Consisting mostly of programming and project management talent, his company has been relatively insulated from the remote worker paradigm shift that is taking place. Their people have always been remote workers. In doing climate surveys with the staff during the COVID-19 crisis, about 20% of the people said they do not want to work from home, they prefer to be on site because they like the interaction with clients and colleagues. Those folks that did typically work from home didn’t work a standard 8 AM to 4 PM kind of job, they put in their eight hours somewhere between 7 AM and 8 PM. They enjoy the freedom of being able to go to the store or pick up the kids from school. With the COVID-19 forced remote workplace, they do not enjoy those same freedoms. For one thing, the kids are at home.
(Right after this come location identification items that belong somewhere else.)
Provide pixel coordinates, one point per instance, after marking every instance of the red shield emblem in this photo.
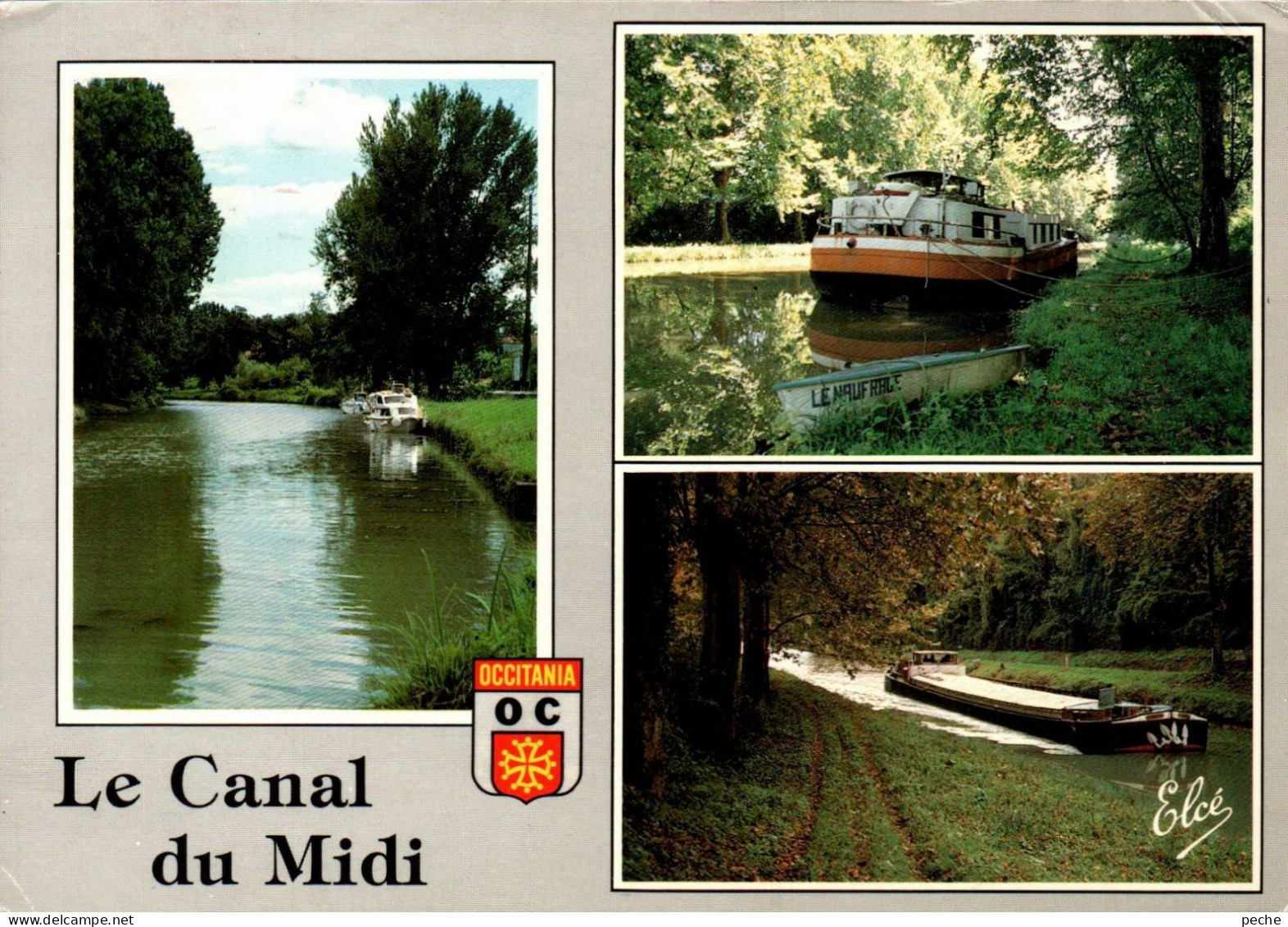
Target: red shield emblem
(527, 726)
(527, 765)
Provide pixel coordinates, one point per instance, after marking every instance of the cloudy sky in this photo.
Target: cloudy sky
(279, 143)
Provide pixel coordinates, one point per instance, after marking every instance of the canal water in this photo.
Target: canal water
(1227, 764)
(263, 556)
(704, 351)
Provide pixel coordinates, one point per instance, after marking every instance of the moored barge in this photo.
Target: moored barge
(927, 232)
(1101, 726)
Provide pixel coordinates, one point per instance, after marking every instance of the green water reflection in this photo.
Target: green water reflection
(261, 556)
(702, 352)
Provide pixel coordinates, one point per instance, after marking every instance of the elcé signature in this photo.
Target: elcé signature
(1191, 811)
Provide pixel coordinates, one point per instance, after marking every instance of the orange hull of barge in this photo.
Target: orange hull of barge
(914, 265)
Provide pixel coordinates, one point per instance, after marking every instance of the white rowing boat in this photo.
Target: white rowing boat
(907, 378)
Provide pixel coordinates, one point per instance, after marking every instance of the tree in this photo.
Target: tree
(215, 337)
(1182, 529)
(425, 249)
(1173, 112)
(146, 235)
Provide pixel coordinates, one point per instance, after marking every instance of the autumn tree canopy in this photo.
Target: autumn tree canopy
(725, 567)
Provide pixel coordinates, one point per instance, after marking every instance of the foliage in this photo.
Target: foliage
(425, 250)
(434, 667)
(1179, 533)
(1173, 114)
(831, 791)
(842, 564)
(1143, 560)
(747, 137)
(146, 235)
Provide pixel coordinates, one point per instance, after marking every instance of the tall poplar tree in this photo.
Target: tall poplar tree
(146, 235)
(425, 249)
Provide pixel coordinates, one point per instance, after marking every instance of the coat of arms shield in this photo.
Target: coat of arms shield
(527, 726)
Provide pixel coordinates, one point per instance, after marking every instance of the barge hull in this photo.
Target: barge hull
(1150, 733)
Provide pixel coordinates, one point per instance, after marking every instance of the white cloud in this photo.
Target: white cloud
(222, 168)
(254, 106)
(274, 294)
(306, 202)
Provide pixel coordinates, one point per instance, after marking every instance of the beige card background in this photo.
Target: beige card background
(478, 851)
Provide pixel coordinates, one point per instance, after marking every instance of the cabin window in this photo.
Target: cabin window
(986, 226)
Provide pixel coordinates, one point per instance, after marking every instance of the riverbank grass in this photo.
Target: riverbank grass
(831, 791)
(433, 667)
(1126, 359)
(1180, 679)
(495, 438)
(646, 261)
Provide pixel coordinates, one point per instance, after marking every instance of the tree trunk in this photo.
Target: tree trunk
(722, 634)
(1202, 60)
(755, 643)
(646, 589)
(526, 357)
(1218, 645)
(722, 178)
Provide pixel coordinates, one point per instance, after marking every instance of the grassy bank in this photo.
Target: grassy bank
(433, 668)
(495, 438)
(646, 261)
(833, 792)
(304, 395)
(1127, 359)
(1180, 679)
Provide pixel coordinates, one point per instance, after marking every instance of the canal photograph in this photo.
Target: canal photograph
(937, 241)
(938, 679)
(306, 439)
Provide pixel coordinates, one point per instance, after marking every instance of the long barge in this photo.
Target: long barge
(1094, 726)
(920, 234)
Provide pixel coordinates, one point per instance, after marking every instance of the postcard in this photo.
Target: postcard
(639, 458)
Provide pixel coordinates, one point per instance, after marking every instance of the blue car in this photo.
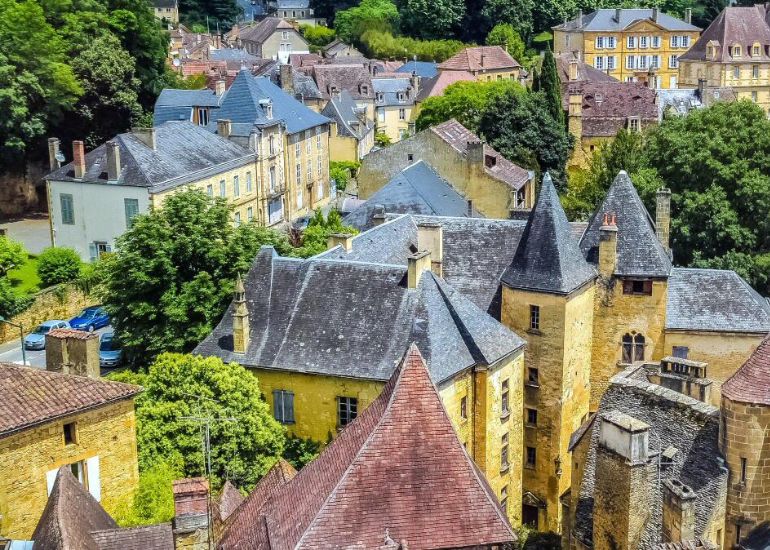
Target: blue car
(110, 353)
(36, 339)
(90, 319)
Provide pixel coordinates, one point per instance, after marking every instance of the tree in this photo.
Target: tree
(503, 34)
(245, 438)
(173, 274)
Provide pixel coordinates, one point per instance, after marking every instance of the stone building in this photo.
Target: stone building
(396, 477)
(497, 187)
(76, 422)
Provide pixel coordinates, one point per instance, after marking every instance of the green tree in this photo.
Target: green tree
(503, 34)
(172, 276)
(176, 386)
(58, 265)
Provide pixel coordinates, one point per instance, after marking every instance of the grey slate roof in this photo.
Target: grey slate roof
(184, 152)
(714, 300)
(353, 319)
(417, 189)
(547, 258)
(605, 20)
(640, 254)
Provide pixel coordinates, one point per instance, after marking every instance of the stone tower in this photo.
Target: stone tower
(548, 295)
(745, 443)
(240, 318)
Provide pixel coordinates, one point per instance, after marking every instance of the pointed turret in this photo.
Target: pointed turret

Over 45% of the workforce in David’s firm hold visas. Rather than a “gig economy” or temporary positions and short-term commitments, he describes this workforce as a series of long-term commitments on a short-term basis, renewed over and over again. They work primarily with large companies, government agencies and big corporations. The companies like this arrangement because they can shut down the operation on short notice. The workers do not like it because it is highly stressful, and they are always worried about getting the next contract. Am I going to get extended? The workers want security. David’s company pays for upgrading certifications and continuing education, and provides some sense of belonging and loyalty for workers. They provide benefits like insurance and some job security. They talk about career security instead of job security.
The impact of remote work on the wage structure has been a passthrough. Even if wages might be lower, there is still the cost of recruiting the remote worker, and talent management companies generally have no standards. Generally, small to midsize businesses do not attract the best talent. Depending on the industry, the workforce may vary in levels of education and length of employment. Because there is often a middle organization taking up to 4%, there is no long-term savings for the hiring company.
David is an up early and in the office kind of guy, even on the weekend. He is not married, has never been married, and has no children. He gets into the office by 5:30 AM and admits to being an unapologetic workaholic. Before the COVID-19 lockdown, meetings were usually face to face. He would go out to breakfast or meet in the office. Since the crisis, meetings are on Skype, Zoom or GoToMeeting. The number of meetings he attends has not decreased but the venue has changed. He still has several meetings every day.
When asked if the SMB (small to midsize businesses) were ready for the remote workplace, his response was “absolutely not.” They were not ready to support people working from home with technology, systems, or access. They never embraced the approach. They never thought they would have to do it with their own staff. They literally had to have a gun to their head that was usually held by the employee saying, “we don’t want to come in” or “we don’t feel safe.” Often, they had to borrow equipment where they could find it. One of David’s clients is a large hotel casino that thought that by spreading the rumor that their air conditioning system had ultraviolet capabilities, and was killing the germs so the patrons had nothing to worry about, they could stay open. They shut down six days later and are still closed. They are genuinely concerned about reopening and the restrictions of social distancing.
The crisis has stressed the system, but really has not changed the way employers are looking at employment laws and compliance issues, at least not yet. David asked one of his leadership groups, “When did it go from a crisis on the other side of the world to a personal situation?” He got responses like, “When the sports season was cancelled,” “When I was told to work from home,” or “When the kids were no longer in school.”